Black Joe Lewis: Close to the Bone

Black Joe Lewis: Close to the Bone

The Atlantic Records-style vinyl single Walter Daniels is so crazy over features Black Joe Lewis & Cool Breeze. Lewis is a 24-year-old singer-guitarist who's been in Austin four years – his second time to live here – and prefers 90-degree nights to the cool November afternoon on the Drag. He's tall and lanky, handsome and personable, and refreshing to talk with as he cites a love for James Brown and Lightnin' Hopkins. Most musicians his age would pepper their influences with Snoop Dogg and Dr. Dre, but like Daniels, Lewis cuts close to the bone.

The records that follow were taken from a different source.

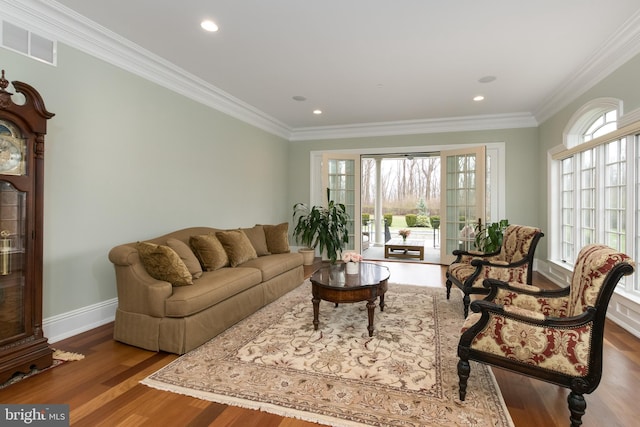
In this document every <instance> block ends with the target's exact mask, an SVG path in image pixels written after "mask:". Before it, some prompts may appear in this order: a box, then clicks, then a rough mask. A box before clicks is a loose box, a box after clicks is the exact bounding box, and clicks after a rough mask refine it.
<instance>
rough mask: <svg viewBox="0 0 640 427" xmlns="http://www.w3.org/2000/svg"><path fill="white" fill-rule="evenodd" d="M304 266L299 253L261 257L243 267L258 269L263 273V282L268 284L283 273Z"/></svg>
mask: <svg viewBox="0 0 640 427" xmlns="http://www.w3.org/2000/svg"><path fill="white" fill-rule="evenodd" d="M301 265H302V255H301V254H299V253H288V254H275V255H269V256H267V257H259V258H256V259H252V260H250V261H247V262H245V263H244V264H242V265H241V267H252V268H257V269H258V270H260V272H261V273H262V281H263V282H266V281H267V280H270V279H272V278H274V277H276V276H278V275H280V274H282V273H285V272H287V271H289V270H293V269H294V268H296V267H298V266H301Z"/></svg>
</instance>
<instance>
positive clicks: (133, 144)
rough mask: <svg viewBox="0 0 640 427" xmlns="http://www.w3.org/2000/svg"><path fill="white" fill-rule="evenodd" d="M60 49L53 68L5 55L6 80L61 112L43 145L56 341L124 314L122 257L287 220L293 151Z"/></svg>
mask: <svg viewBox="0 0 640 427" xmlns="http://www.w3.org/2000/svg"><path fill="white" fill-rule="evenodd" d="M58 50H59V54H58V66H57V67H53V66H50V65H47V64H43V63H40V62H37V61H35V60H32V59H29V58H26V57H24V56H22V55H19V54H15V53H13V52H10V51H7V50H6V49H1V48H0V68H2V69H5V70H6V77H7V79H8V80H10V81H12V80H19V81H22V82H25V83H28V84H30V85H32V86H33V87H34V88H36V90H38V91H39V92H40V94H41V95H42V97H43V99H44V101H45V105H46V107H47V109H48V110H49V111H50V112H52V113H55V117H54V118H53V119H51V120H50V121H49V122H48V134H47V138H46V143H45V230H44V233H45V234H44V246H45V247H44V264H45V265H44V304H43V312H44V318H45V333H46V334H48V336H49V338H50V339H51V338H53V339H55V337H56V336H60V335H67V333H66V332H65V331H68V330H69V328H71V329H73V330H74V331H76V332H77V331H78V330H81V329H82V328H85V329H86V326H85V324H86V323H89V324H91V325H93V324H94V323H100V322H104V321H105V319H104V317H105V316H106V317H107V318H108V316H109V314H108V313H109V312H112V310H113V309H114V308H115V298H116V290H115V275H114V271H113V267H112V265H111V263H110V262H109V261H108V259H107V254H108V252H109V250H110V249H111V248H112V247H113V246H115V245H117V244H120V243H125V242H130V241H136V240H142V239H146V238H150V237H154V236H157V235H160V234H164V233H167V232H170V231H173V230H176V229H179V228H183V227H190V226H200V225H207V226H215V227H221V228H227V227H229V228H230V227H241V226H252V225H254V224H255V223H279V222H283V221H287V220H288V219H289V216H290V212H289V209H288V199H287V195H286V191H284V189H286V187H287V182H288V173H287V164H288V145H289V143H288V142H287V141H285V140H283V139H282V138H280V137H277V136H274V135H271V134H269V133H266V132H264V131H262V130H259V129H257V128H255V127H252V126H250V125H248V124H246V123H243V122H241V121H239V120H237V119H234V118H231V117H229V116H227V115H224V114H222V113H220V112H218V111H216V110H213V109H211V108H209V107H205V106H203V105H201V104H198V103H196V102H194V101H191V100H189V99H187V98H185V97H183V96H180V95H177V94H175V93H173V92H171V91H170V90H167V89H164V88H161V87H159V86H157V85H155V84H153V83H150V82H148V81H145V80H143V79H141V78H139V77H136V76H134V75H132V74H130V73H127V72H125V71H122V70H121V69H118V68H116V67H113V66H111V65H109V64H107V63H105V62H103V61H100V60H97V59H95V58H93V57H90V56H88V55H86V54H83V53H81V52H79V51H77V50H75V49H72V48H69V47H67V46H65V45H62V44H59V45H58ZM10 89H13V88H12V87H10ZM106 320H108V319H106ZM87 326H88V325H87ZM93 326H95V325H93Z"/></svg>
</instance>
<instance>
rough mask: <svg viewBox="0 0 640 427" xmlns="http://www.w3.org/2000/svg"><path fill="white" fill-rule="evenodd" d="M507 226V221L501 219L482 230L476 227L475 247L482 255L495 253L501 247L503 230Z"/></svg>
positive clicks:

"Blues is like something that's gonna catch on fire and blow up." says Lewis. "It's true, blues seems so dead, but if the audiences just hear this music. ... Like at the shows, we get a lot of punk rockers, but I played at TC's Lounge and they warmed up to it, too. And that's not a young crowd there."

A stylistic gulf exists between the Southern gospel funk of Brown and Hopkins' earthy Texas blues, but Lewis finds it easy to bridge using the Weary Boys. That's right, the Weary Boys, local heirs to rootsy bluegrass, three of whom played with Daniels on Lewis' record. Its four tracks jump from the shadows and confront the listener with the past in the present. Daniels praises Lewis' "talking blues," a distinctive honk and shout that definitely owes to the Godfather of Soul.

"I'll listen to Buddy Guy, but with others, I get tired of it real quick," points out Daniels. "With Joe, it was his spontaneity and energy. Real drive. He's a great singer. And I can get down and blow, and play some sax, too."

As one of the godchildren to perpetuate that vocal style without hip-hop or rap frills, Lewis is fully aware of his position. "At first, I wanted to be more of a guitar player, but I got better at singing the blues. I like playing guitar, but I'm not the best. One of my strongest points is making stuff up."

He's also trying his hand with songwriting, penning two of the four songs on the record. "I want to keep the blues more like Hubert Sumlin and Hound Dog Taylor. I like to keep it raw and loud."

Yet as Daniels framed the record art in a historical context, it's clear both men understand what vinyl represents. For Lewis, the meaning is especially significant.

"I was surprised we went with vinyl, but I like it. People say there's not a lot of interest in vinyl records anymore, but everyone I know has them. I didn't have the money to make anything that good on a CD so that's awesome they did it on vinyl. It just sounds better. And it looks way cool. I couldn't put something like that out on CD."